🤖 AI Summary
This work addresses the limitations of conventional millimeter-wave and terahertz systems that rely on predefined beam codebooks, which suffer from degraded performance and poor robustness under non-ideal conditions such as non-line-of-sight propagation, hardware impairments, and feedback noise. To overcome these challenges, the paper proposes a multi-agent reinforcement learning framework that learns robust beam codebooks directly from environmental feedback without requiring prior channel state information. It presents the first systematic evaluation of stochastic policies for this task, implementing and comparing three off-policy algorithms—DDPG, TD3, and SAC—and demonstrates that the stochastic-policy-based SAC significantly enhances stability and adaptability.

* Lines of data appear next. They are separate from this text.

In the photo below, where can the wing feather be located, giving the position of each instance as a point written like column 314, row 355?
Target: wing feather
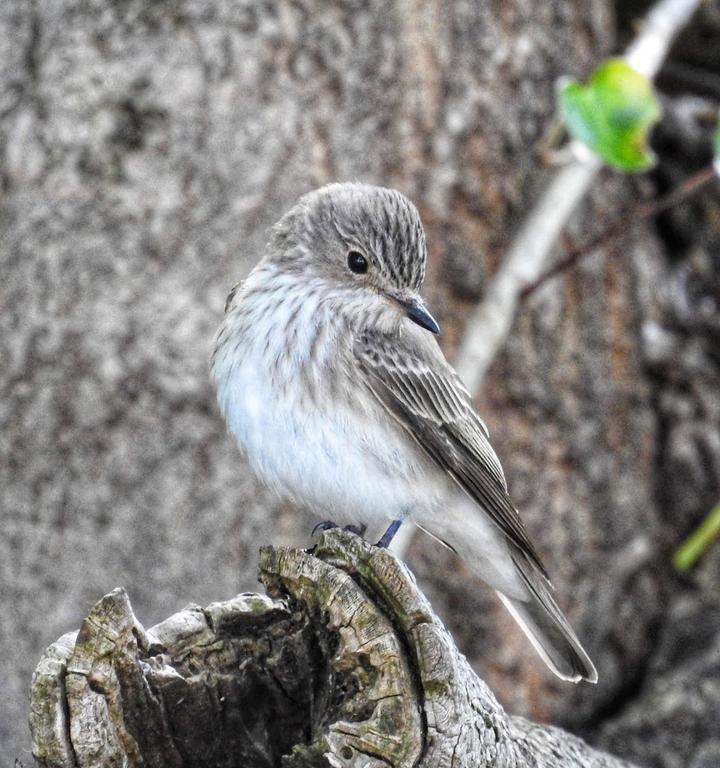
column 414, row 382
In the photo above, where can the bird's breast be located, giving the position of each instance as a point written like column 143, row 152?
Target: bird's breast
column 295, row 402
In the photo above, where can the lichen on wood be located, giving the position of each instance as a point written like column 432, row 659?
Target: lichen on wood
column 343, row 664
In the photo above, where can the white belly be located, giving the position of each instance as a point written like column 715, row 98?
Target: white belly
column 333, row 459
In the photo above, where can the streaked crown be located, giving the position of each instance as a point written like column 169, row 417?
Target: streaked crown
column 380, row 223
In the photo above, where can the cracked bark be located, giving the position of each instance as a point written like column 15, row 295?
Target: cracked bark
column 344, row 663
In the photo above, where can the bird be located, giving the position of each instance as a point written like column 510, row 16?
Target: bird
column 331, row 380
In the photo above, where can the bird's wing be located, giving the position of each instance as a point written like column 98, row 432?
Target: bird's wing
column 412, row 379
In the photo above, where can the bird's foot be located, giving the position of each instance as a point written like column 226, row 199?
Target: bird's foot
column 358, row 530
column 389, row 535
column 325, row 525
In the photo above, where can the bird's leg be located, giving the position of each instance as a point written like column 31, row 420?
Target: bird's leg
column 325, row 525
column 388, row 536
column 358, row 530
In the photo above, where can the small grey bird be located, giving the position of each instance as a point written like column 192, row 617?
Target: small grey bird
column 331, row 380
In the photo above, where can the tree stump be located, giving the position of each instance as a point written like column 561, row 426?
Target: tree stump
column 343, row 664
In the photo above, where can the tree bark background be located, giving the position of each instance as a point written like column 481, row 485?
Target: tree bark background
column 146, row 148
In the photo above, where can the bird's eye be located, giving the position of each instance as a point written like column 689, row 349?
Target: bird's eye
column 357, row 262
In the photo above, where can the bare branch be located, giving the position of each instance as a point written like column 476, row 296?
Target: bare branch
column 527, row 257
column 642, row 212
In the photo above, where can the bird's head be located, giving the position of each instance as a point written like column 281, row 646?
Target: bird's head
column 363, row 242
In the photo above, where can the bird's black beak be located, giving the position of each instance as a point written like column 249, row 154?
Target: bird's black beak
column 416, row 311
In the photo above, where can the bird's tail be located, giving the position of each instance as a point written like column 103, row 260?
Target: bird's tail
column 547, row 628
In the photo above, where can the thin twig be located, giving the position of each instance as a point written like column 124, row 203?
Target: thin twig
column 527, row 257
column 622, row 226
column 490, row 323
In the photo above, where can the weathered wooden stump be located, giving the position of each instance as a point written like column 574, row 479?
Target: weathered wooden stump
column 344, row 663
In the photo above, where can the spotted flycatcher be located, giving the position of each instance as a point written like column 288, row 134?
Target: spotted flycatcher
column 331, row 380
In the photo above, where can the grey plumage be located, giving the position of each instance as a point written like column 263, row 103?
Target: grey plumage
column 343, row 403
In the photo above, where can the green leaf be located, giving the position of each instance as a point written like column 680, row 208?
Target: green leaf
column 700, row 539
column 613, row 114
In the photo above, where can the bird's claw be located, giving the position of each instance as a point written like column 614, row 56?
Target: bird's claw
column 325, row 525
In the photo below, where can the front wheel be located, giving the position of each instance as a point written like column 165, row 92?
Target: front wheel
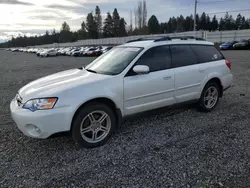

Simulations show that SAC maintains high beamforming gain and training robustness even in harsh scenarios involving strong hardware impairments, non-line-of-sight conditions, and high feedback noise, thereby surpassing the limitations of traditional deterministic approaches.
📝 Abstract
Millimeter-wave (mmWave) and terahertz (THz) massive MIMO systems often rely on predefined beamforming codebooks, which are usually suboptimal in Non-Line-of-Sight (NLoS) conditions and for hardware-limited transceivers. Reinforcement Learning (RL) enables adaptive, data-driven codebook design without explicit Channel State Information (CSI), but the robustness of such algorithms in practical conditions is underexplored. This paper introduces a robust multi-agent RL framework that learns beam codebooks directly from environmental feedback, eliminating the need for prior channel knowledge. Our method is well-suited for real-world deployments facing unpredictable propagation and hardware constraints. We conduct a comprehensive analysis of three off-policy algorithms, Deep Deterministic Policy Gradient (DDPG), Twin Delayed DDPG (TD3), and Soft Actor-Critic (SAC), evaluating their resilience to hardware impairments and feedback noise. Simulations show that SAC consistently outperforms deterministic methods, achieving superior beamforming gains and stability in NLoS scenarios, even under severe impairments. These results demonstrate the promise of RL-based codebook design for robust mmWave/THz massive MIMO systems.